Simulated Author's Rebuttal

2 responses · 0 unresolved

We thank the referee for the constructive comments. We address each major comment below.

read point-by-point responses

  1. Referee: [Abstract and opening sections] The central claim of a 'comprehensive' and 'systematic' review that fills a gap is load-bearing, yet no literature search protocol is described (databases, keywords, time bounds, inclusion/exclusion criteria, or PRISMA-style flow). This directly affects evaluability of coverage and selection bias risk.

    Authors: We agree that a detailed literature search protocol was omitted and that its absence limits transparency. In the revision we will insert a new 'Review Methodology' subsection (placed after the introduction) that specifies the databases queried (IEEE Xplore, Web of Science, Scopus, ScienceDirect), the Boolean keyword strings employed, the temporal window, explicit inclusion/exclusion criteria, and a PRISMA-style flow diagram showing the number of records screened and retained. This addition directly mitigates the evaluability and bias concerns raised. revision: yes

  2. Referee: [Framework proposal section] The proposed resilience enhancement framework is presented as the basis for reviewing metrics and contingency models, but the manuscript provides no explicit comparison to prior MES resilience frameworks or justification for its structure, leaving unclear whether it is additive or primarily reorganizational.

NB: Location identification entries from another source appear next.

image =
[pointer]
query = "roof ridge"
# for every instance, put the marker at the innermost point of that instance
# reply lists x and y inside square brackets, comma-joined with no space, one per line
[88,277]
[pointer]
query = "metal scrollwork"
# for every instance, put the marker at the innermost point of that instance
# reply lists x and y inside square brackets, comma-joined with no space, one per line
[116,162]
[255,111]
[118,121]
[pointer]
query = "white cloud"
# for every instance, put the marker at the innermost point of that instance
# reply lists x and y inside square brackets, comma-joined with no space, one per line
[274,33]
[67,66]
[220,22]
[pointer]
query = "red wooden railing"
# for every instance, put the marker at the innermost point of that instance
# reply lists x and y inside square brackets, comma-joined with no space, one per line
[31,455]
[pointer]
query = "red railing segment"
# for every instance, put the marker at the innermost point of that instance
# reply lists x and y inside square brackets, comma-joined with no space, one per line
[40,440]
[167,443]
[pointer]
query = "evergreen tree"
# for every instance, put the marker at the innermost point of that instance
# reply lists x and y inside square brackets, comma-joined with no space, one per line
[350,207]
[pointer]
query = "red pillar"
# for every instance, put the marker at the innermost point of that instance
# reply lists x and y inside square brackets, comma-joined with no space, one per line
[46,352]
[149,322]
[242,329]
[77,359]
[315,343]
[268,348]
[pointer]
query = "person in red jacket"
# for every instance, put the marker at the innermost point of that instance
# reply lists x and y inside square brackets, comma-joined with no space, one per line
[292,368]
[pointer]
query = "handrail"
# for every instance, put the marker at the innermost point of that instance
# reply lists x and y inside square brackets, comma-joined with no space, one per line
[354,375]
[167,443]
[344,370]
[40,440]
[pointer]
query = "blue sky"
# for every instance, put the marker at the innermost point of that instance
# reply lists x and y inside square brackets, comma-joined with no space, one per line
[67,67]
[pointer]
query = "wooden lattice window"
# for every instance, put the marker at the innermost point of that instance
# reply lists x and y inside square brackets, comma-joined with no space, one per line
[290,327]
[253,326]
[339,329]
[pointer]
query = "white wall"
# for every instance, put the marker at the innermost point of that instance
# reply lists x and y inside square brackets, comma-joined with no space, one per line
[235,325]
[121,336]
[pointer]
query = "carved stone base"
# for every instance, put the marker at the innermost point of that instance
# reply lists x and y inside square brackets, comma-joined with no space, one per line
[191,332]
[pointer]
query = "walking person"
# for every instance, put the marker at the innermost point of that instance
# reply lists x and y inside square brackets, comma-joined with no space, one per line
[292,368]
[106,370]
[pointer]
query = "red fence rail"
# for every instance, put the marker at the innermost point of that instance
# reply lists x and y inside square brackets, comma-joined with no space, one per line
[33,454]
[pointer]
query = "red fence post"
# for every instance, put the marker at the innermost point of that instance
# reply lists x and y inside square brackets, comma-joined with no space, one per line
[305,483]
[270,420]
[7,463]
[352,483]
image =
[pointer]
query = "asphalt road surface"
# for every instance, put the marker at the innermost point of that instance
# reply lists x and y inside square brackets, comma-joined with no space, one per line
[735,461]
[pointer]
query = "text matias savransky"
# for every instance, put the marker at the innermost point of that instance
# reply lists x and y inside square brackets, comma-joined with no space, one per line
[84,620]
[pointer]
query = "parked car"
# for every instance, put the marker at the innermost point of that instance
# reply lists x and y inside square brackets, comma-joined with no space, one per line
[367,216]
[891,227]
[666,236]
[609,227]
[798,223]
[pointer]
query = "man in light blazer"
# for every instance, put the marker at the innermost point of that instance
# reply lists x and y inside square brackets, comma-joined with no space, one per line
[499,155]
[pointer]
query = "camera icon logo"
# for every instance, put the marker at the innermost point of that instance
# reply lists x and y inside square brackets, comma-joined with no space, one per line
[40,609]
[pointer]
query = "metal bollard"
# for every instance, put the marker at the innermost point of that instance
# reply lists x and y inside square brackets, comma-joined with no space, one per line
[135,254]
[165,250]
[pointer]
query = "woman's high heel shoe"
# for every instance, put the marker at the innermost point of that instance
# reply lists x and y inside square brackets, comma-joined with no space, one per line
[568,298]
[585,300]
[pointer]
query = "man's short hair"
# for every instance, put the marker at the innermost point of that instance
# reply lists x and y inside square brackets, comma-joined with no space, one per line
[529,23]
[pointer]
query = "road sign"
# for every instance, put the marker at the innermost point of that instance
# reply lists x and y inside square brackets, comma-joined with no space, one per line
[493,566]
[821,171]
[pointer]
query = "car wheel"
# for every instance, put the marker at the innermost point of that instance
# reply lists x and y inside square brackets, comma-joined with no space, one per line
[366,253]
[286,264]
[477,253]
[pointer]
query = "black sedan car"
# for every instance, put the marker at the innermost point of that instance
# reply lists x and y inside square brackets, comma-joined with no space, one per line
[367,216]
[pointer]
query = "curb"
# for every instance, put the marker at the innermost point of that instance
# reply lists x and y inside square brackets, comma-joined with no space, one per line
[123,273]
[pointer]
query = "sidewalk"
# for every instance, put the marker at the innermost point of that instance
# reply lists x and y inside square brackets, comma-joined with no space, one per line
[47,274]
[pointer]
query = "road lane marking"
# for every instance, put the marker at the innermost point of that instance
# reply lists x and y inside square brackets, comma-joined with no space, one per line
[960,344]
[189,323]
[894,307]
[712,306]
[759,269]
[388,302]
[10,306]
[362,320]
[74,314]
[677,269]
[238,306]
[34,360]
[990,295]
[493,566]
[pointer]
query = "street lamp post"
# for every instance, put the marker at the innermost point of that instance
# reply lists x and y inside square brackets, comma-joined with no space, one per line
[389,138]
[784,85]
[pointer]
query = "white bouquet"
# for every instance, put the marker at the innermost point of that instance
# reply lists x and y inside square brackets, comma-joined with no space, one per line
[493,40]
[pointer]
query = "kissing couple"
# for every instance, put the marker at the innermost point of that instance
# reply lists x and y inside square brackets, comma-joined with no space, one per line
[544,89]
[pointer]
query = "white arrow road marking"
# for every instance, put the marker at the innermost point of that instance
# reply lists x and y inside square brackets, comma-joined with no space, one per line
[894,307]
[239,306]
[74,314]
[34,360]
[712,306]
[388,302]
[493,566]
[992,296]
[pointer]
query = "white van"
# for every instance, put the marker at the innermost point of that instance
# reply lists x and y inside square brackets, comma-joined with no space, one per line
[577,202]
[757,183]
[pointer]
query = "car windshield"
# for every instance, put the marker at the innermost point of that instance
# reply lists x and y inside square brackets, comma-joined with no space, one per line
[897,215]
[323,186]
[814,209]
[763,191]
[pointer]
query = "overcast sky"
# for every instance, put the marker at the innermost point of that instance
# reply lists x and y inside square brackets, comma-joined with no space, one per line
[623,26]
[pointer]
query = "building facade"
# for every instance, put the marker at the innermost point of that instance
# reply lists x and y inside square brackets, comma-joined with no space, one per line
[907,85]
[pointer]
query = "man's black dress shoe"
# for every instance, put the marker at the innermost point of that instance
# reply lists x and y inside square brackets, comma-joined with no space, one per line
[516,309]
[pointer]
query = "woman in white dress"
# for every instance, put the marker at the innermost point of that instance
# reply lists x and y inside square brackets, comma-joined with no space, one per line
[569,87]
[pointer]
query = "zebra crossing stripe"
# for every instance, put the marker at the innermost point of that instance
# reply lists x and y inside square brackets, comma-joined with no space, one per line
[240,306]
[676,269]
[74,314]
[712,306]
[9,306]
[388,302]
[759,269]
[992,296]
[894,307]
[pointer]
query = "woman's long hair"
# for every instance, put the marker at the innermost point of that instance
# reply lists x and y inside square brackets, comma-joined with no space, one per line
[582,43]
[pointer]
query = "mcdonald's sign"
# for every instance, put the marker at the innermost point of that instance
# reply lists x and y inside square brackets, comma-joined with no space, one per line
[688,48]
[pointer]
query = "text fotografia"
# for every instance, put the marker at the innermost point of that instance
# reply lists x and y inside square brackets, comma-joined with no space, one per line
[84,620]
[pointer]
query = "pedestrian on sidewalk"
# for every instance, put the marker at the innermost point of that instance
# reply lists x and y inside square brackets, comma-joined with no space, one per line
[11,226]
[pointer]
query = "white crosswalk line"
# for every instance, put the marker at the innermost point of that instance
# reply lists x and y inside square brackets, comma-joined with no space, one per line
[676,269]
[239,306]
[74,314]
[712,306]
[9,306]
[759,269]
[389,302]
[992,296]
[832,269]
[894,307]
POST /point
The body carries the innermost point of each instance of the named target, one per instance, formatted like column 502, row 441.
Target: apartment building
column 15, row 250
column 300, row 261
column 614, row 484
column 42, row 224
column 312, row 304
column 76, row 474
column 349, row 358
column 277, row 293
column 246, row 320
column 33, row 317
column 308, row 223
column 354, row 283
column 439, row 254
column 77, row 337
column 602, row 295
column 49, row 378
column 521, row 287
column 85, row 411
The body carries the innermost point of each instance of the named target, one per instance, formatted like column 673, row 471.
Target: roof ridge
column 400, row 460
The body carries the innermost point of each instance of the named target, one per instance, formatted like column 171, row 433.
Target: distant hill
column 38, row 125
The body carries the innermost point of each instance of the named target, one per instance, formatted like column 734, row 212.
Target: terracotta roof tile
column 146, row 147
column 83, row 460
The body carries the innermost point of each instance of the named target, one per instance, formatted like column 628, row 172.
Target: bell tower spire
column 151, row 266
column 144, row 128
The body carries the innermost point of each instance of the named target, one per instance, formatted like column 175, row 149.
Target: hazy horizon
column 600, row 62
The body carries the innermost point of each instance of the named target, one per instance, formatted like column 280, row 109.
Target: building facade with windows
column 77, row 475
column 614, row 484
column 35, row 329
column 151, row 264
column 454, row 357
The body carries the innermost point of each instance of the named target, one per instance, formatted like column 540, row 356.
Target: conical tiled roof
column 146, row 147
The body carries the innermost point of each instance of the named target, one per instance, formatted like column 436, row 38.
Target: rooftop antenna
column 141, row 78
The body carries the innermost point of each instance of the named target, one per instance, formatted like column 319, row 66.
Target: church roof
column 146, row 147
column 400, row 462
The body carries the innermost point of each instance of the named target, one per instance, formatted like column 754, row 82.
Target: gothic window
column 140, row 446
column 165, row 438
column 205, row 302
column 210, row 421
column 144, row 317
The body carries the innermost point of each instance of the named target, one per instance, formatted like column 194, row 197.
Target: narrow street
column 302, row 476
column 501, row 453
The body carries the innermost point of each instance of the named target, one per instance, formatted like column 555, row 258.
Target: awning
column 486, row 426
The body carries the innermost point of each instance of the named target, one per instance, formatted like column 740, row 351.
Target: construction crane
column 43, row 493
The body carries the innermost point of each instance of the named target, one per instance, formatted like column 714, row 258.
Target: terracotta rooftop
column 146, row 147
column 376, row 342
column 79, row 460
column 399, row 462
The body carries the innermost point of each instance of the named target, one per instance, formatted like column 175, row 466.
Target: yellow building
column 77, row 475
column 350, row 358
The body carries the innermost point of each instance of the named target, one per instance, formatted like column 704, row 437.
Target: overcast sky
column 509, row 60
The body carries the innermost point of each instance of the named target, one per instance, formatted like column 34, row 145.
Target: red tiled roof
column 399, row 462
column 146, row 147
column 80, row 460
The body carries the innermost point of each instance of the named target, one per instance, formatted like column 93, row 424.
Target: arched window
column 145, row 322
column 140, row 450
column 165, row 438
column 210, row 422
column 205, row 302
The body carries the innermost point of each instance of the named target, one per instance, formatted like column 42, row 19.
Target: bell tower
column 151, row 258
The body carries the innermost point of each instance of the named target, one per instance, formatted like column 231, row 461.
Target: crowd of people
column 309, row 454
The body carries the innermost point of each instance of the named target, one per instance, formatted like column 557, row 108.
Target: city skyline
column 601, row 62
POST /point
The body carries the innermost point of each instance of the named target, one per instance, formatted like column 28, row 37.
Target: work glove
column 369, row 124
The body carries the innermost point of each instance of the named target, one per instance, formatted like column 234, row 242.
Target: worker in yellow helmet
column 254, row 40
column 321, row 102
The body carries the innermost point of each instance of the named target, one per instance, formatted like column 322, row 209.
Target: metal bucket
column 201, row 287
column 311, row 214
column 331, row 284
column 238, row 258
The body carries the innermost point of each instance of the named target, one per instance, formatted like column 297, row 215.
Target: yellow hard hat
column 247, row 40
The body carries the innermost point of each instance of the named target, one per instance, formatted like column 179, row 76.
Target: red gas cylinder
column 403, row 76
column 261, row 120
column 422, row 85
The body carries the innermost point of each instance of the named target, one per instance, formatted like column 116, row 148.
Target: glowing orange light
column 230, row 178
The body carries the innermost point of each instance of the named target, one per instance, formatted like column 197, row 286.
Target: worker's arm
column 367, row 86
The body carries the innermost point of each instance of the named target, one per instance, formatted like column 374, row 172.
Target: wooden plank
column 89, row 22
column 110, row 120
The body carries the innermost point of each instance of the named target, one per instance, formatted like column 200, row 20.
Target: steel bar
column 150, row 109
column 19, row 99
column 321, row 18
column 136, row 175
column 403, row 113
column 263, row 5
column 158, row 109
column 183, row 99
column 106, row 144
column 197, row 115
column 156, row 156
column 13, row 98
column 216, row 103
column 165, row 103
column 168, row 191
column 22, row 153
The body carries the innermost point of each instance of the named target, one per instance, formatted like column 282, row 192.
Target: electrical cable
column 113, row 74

    Authors: We acknowledge that an explicit side-by-side comparison with prior MES resilience frameworks is missing. In the revised manuscript we will add a dedicated paragraph (and accompanying table) within the framework section that (i) cites representative prior frameworks, (ii) maps their coverage against the hydrogen-specific elements we emphasize (cross-sector flexibility, black-start capability, and multi-timescale uncertainty), and (iii) justifies the proposed structure as additive rather than merely reorganizational. The comparison will be limited to the most directly relevant works to keep the review focused. revision: yes

Circularity Check

0 steps flagged

No circularity: review synthesis with no derivations or self-referential reductions

full rationale

The paper is a literature review that summarizes existing work, proposes a classification framework, and identifies gaps. It contains no equations, fitted parameters, predictions, or derivations that could reduce to inputs by construction. No self-citation chains, uniqueness theorems, or ansatzes are invoked as load-bearing for any central claim. The comprehensiveness assertion rests on the authors' literature search rather than any internal logical loop. This is the expected outcome for a non-mathematical synthesis paper; the derivation chain is empty and self-contained against external benchmarks.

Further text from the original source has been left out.